Not long after, while on a piece of property used by Watson’s group, a dog was “assassinated.” Just minutes before, the dog was playing with its owners. It was found tied to the front porch with a gunshot wound in the head. Watson says it was “meant to send a message,” as if the shot that ricocheted off his windshield hadn’t already.

It all led to a greater sense of gravity around the crisis. The struggle for control of the border isn’t just a matter of policy and punditry for Watson, but a matter of life and death.

Nonetheless, he continues to patrol the border, and with great effect. “We had 185 [people] try [to] come through here one night,” Watson told The Daily Wire as he walked along the fencing that Governor Greg Abbott had built, mere feet away from the river bank.
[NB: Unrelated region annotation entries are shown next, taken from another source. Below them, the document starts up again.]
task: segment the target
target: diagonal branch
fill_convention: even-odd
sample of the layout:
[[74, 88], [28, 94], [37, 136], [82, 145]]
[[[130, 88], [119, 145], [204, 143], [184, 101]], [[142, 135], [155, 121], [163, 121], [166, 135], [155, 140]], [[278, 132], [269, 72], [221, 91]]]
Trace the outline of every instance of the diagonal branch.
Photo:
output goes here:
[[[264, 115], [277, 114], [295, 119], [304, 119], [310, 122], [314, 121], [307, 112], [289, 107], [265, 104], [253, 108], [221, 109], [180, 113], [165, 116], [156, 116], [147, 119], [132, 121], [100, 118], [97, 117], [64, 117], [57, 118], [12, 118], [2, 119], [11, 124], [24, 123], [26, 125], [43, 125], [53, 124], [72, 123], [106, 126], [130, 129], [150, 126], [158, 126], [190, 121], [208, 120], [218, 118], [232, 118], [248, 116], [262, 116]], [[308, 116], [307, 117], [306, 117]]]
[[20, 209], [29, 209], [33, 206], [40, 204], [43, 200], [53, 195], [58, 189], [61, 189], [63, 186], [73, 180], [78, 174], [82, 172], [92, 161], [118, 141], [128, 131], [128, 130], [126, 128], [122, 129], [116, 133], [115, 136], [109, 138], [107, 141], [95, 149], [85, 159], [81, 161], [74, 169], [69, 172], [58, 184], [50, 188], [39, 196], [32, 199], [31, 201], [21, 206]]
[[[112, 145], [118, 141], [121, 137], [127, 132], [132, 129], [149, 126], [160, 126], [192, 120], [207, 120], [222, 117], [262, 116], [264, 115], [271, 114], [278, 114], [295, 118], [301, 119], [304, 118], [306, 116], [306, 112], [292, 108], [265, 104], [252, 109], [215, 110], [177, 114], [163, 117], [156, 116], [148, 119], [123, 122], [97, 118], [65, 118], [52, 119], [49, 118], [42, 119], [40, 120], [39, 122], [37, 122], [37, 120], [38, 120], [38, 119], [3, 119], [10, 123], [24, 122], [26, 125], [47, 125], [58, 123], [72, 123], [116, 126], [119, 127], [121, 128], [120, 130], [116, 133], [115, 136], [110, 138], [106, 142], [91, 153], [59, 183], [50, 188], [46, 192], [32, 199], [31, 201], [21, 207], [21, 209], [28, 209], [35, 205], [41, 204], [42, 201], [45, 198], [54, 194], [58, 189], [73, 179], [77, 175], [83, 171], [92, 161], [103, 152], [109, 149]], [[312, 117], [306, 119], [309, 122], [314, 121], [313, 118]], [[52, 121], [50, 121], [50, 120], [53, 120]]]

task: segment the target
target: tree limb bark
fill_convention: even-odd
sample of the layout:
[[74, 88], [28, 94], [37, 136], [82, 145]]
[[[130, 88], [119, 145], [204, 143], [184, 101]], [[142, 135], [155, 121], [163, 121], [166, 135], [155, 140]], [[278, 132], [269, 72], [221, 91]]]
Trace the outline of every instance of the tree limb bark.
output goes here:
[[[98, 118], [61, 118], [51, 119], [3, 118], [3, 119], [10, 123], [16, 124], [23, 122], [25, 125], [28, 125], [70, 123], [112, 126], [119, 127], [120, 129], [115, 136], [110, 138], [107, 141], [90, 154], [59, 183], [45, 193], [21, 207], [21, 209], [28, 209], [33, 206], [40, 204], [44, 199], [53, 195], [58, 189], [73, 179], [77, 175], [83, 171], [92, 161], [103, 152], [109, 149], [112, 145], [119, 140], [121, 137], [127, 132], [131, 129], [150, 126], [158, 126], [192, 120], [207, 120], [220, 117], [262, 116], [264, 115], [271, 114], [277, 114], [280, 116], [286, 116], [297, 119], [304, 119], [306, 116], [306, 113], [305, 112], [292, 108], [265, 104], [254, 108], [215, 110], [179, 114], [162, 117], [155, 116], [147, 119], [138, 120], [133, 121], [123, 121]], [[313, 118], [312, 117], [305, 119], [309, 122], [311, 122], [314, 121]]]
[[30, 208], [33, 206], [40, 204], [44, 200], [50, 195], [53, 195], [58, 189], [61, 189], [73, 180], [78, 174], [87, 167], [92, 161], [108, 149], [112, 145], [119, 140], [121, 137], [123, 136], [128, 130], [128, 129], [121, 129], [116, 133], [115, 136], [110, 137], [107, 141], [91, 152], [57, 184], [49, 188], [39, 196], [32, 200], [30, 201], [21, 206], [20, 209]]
Evidence of illegal border crossings littered dense patches of tall carrizo cane, a fast-growing, invasive plant that lines much of the Rio Grande. It didn’t take long before Watson pointed out wet clothes, backpacks, and still-shiny pesos scattered in the brush.

Illegal immigrants often wade across the river with backpacks full of dry clothes. Once they make it to shore, they change into dry clothes, stuff their wet clothes into their backpacks, and hide them in hopes that authorities don’t notice the debris.

While Watson and the volunteers have greatly diminished the amount of successful border crossings in the area, their task has been made more difficult by the ubiquity of the cartels. “There’s cartel presence everywhere. There’s people who are paid by the cartel, there are landowners who are paid to let people across their property,” Watson explained. “But what they got to understand is, they’re not crossing this river anymore.”

As Watson walked along the fenceline back towards the property, a piece of brass shimmered in the Texas sun. An unspent .22 pistol round lay in the dirt at our feet. “Well … it ain’t one of ours,” Watson warned, holding up the cartridge in his hand. He and his men don’t carry .22, but the cartel does. “Once you start seeing .22, you get nervous.” Watson explained that the small, quiet round is one of the cartel’s preferred methods of assassination.

Little moments like this, paired with those more frightening run-ins, remind Watson just how dangerous — and vital — of a task he has undertaken.

“Honestly, I’ve asked God to release me from this several times,” Watson confessed. But that doesn’t mean that he regrets his choice to patrol the border — quite the opposite.

Though the dangers have only become more pronounced since he started, Watson made it clear that he knew what he was getting into. “I made up my mind the first day I came out here that I might not come back from here,” Watson admitted with solemn resolve.

Watson’s stories of sacrifice and daring were underscored by the sense of a second tragedy that he, as well as others living on the border, had alluded to: the human smuggling could be halted, the drug peddling could be stopped, and America — not the cartels — could control its own border, if only the most powerful members of our political system so desired. But in the meantime, it is up to bold, uncompromising men of action, Wyatt Watson chief among them.